Maybe because Americans are so often cautioned to suppress our instinctive smiles at strangers, I worry overmuch about being friendly in public. In Istanbul, or Ankara, or even in Antep, I do feel out of place when I try to make conversation– they’re cities, and people have city things to do. But in the towns and villages, once you have the least opening– the least reason to smile and nod– well, a smile is a smile. Even when I can’t communicate anything more, that connection keeps me from feeling adrift.

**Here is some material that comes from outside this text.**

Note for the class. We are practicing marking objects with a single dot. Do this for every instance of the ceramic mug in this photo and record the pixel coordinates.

1: Other particularly interesting things that have been in my immediate proximity on the dolmuş or minibus in Turkey: 1) four or five large plastic bags of extremely recently butchered raw meat, during Kurban Bayramı last weekend, and 2) a chicken in a cage (the last time I was in Turkey, in 2008). Normally it’s just, you know, two three-foot-long PVC pipes tied together and women carrying enormous metal plates wrapped in newspaper.
2: “WHAT IS YOUR NAME? WHERE YOU FROM?”

And a small-print anecdote: while walking in İslahiye, I came across a sign in messy red paint, hanging from a dingy, windowless one-story brick building. “Sünnet yapılır. [phone number]” Colloquial translation? “Circumcisions done here.”